One of the sets that we got to see was for Lestat’s home base, his bus. Because they are using parts of Canada to double for different places throughout the world and throughout time, one place where production designer Cubillan could play long term was Lestat’s tour bus, his physical moving coffin on wheels, where he is at his most vulnerable. Cubillan talked a little about the detailing he put into the design.
“I wanted this space to feel sexy and luxurious but very rock and roll, like a contemporary version of Led Zeppelin’s party plane.” He also used the location to offer a careful bit of storytelling about the inequity within the band. “The bus was the place where we could see the difference between how the band and Lestat lived. The band shares a filthy ‘party den’ while Lestat — rightfully — lives in luxury upstairs.” He went on to add that the luxury of Lestat’s living area was literally lush: “Custom velvet banquets, a suede-lined display case for his instruments, rosewood cabinetry, a custom ceramic cabinet for his keyboard that serves as a mini recording studio, including the same microphone that he Rolling Stones recorded their music on.”

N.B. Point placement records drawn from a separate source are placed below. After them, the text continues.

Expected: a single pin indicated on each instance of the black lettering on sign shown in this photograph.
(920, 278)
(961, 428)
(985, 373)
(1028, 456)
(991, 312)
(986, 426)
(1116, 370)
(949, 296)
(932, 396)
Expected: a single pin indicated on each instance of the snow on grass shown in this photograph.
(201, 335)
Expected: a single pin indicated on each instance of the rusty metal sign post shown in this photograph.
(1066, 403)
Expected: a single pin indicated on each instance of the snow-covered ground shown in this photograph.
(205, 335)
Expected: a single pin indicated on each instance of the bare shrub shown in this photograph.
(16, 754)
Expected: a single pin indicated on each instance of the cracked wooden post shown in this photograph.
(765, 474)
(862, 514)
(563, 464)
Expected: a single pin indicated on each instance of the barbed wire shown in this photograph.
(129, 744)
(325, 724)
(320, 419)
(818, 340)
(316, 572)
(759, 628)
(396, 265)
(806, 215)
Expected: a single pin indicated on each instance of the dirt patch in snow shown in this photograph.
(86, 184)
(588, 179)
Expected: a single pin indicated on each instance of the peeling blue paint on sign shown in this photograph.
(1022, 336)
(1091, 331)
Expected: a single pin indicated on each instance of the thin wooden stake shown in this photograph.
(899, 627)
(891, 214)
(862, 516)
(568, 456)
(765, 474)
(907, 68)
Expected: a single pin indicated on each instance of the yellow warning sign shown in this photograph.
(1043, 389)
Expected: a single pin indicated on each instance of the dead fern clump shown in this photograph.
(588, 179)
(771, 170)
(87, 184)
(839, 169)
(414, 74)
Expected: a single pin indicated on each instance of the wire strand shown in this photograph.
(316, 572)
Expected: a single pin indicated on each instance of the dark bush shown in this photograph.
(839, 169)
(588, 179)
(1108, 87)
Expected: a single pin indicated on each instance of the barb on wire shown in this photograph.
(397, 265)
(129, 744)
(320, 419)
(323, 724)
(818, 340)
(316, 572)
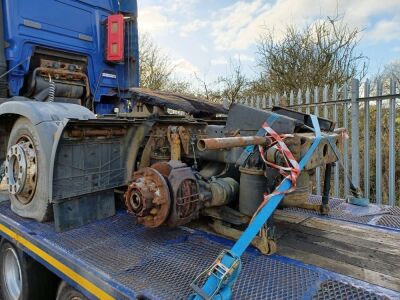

Costume designer Lex Woods also discussed how she worked in close proximity with Cubillan here to ensure their work not only complemented each other but also was in conversation; this was just one of the many stakeholders who made the final product so successful. The best version of that collaboration, according to her, was the Parisian sets. “Paris and the 18th century were incredibly successful. We were hand-in-glove with the costume and art department, hair and make-up, prosthetics, the stunt team, and lighting. The show is shot so beautifully. David Tattersall (director of photography), is a genius.”
Though she didn’t offer many details on what scene she was referring to, we are anxiously anticipating it. We will also be on the lookout for the truth behind some anecdotes from Rolin Jones and Daniel Hart. Jones let us know that the 16 songs set to be released this season are brilliant, but the best is yet to come, as he already has tracks for the show if we get a season 4. But this doesn’t mean the season 3 music is a letdown, as Hart also shared some early reviews he received while on set. “It comes a little bit later in the season, but there was a song that we filmed where Lestat performs the song to the camera, and after the first take, a member of the crew was crying.” If that is not the most ringing endorsement for why we need to tune in on June 7, we don’t know what is.
The Vampire Lestat premieres June 7 on AMC.